Phase-Shift and Transmit Power Optimization for RIS-Aided Massive MIMO SWIPT IoT Networks
Mohammadali Mohammadi, Hien Quoc Ngo, Michail Matthaiou

TL;DR
This paper proposes a RIS-assisted massive MIMO framework for SWIPT IoT networks, optimizing transmit power and phase shifts to enhance energy harvesting and spectral efficiency amidst channel uncertainties.
Contribution
It introduces a two-timescale transmission scheme with joint optimization of BS power and RIS phase shifts, accounting for channel estimation errors and pilot contamination.
Findings
Average harvested energy improved by 132% with the proposed algorithm.
Pilot contamination can double the energy harvesting potential in some scenarios.

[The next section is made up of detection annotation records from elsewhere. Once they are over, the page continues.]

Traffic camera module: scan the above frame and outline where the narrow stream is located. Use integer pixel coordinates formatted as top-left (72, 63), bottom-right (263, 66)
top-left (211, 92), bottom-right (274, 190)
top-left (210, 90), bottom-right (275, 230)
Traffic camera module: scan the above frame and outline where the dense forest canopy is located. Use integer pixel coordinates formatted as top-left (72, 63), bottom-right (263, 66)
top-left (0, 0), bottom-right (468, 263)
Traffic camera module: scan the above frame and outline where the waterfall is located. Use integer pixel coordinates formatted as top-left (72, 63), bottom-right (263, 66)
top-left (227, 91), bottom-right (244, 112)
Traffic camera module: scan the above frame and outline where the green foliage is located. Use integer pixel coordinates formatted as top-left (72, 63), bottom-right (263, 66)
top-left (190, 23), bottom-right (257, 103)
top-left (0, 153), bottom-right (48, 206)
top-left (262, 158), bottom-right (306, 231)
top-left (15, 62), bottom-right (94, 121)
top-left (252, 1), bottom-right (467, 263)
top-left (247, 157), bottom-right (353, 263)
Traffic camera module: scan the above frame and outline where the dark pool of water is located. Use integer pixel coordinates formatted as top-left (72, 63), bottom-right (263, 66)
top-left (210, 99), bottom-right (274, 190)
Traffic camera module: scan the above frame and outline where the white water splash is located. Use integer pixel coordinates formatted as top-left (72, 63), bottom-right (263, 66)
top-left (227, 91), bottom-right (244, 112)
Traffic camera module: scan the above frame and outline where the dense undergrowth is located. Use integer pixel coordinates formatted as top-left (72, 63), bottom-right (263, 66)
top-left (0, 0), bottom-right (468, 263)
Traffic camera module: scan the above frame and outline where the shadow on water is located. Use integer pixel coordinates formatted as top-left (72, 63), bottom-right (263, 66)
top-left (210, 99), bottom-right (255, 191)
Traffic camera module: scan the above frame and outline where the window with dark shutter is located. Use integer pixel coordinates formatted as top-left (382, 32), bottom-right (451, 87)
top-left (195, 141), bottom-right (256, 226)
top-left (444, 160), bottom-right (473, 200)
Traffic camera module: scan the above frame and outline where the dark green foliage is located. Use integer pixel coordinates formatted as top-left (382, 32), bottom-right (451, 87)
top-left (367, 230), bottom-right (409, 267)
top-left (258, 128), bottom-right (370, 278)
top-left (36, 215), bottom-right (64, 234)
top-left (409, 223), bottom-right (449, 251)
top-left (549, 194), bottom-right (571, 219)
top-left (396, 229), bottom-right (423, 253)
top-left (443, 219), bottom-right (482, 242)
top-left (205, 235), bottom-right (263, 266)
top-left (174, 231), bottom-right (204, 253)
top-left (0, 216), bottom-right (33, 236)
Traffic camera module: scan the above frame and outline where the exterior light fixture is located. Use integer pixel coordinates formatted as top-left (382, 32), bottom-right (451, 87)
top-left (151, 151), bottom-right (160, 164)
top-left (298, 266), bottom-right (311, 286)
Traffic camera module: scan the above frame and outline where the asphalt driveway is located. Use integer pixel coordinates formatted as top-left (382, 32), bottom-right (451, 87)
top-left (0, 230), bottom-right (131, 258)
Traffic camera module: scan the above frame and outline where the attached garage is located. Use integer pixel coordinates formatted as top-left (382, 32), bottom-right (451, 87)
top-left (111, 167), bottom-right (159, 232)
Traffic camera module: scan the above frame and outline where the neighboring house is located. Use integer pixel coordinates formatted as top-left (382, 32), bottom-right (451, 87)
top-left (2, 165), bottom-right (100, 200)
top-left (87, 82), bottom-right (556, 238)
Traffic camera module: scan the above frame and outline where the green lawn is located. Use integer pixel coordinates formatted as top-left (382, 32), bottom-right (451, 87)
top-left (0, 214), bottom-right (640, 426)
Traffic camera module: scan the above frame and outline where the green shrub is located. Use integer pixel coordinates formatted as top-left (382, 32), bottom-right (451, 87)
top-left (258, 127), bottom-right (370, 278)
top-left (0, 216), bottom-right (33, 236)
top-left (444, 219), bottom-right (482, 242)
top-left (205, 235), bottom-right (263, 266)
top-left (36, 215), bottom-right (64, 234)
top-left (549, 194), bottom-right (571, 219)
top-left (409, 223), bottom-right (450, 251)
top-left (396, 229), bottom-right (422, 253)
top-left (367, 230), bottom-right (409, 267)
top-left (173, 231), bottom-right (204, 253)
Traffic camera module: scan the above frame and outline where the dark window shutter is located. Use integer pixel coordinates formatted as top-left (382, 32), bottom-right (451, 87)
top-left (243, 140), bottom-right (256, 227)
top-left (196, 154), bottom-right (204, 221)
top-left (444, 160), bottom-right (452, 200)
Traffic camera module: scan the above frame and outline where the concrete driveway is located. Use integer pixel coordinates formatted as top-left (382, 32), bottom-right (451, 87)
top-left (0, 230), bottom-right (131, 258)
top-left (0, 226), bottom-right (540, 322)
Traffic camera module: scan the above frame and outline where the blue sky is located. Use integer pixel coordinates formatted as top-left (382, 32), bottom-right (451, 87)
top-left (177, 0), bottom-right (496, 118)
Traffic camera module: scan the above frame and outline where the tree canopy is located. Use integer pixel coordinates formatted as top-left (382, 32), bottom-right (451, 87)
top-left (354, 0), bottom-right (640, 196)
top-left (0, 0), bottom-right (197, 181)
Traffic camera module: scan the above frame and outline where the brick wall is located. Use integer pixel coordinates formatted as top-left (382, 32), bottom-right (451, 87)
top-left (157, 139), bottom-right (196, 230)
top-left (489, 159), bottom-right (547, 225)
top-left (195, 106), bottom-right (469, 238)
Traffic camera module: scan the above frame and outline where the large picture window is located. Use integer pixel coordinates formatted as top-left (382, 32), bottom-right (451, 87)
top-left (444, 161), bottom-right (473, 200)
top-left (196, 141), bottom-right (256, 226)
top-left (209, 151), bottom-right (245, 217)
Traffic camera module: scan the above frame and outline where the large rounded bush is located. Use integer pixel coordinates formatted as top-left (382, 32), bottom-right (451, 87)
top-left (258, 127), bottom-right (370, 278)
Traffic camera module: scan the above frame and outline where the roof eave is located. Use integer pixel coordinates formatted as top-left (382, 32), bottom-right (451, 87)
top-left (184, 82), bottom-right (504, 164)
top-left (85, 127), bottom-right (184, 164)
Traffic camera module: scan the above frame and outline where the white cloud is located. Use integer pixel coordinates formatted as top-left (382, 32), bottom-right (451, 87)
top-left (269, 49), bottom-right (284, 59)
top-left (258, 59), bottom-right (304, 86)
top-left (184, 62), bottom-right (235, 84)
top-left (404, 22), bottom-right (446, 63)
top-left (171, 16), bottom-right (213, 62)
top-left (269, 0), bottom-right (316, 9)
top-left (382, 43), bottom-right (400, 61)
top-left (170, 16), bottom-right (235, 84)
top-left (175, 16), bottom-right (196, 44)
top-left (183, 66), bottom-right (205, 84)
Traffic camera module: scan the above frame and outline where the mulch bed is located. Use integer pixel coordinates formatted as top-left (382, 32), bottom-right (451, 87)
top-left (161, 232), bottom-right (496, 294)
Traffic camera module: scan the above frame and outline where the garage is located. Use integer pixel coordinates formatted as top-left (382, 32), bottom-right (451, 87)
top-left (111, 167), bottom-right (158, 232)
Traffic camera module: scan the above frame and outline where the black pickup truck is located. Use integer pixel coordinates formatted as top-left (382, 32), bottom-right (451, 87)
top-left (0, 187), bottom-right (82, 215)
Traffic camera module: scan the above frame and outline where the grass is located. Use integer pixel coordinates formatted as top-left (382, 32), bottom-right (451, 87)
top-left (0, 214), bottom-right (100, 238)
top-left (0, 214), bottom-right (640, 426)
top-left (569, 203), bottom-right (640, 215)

Closed-form spectral efficiency expressions derived under practical channel conditions.
Abstract
We investigate reconfigurable intelligent surface (RIS)-assisted simultaneous wireless information and power transfer (SWIPT) Internet of Things (IoT) networks, where energy-limited IoT devices are overlaid with cellular information users (IUs). IoT devices are wirelessly powered by a RIS-assisted massive multiple-input multiple-output (MIMO) base station (BS), which is simultaneously serving a group of IUs. By leveraging a two-timescale transmission scheme, precoding at the BS is developed based on the instantaneous channel state information (CSI), while the passive beamforming at the RIS is adapted to the slowly-changing statistical CSI. We derive closed-form expressions for the achievable spectral efficiency of the IUs and average harvested energy at the IoT devices, taking the channel estimation errors and pilot contamination into account. Then, a non-convex max-min fairness…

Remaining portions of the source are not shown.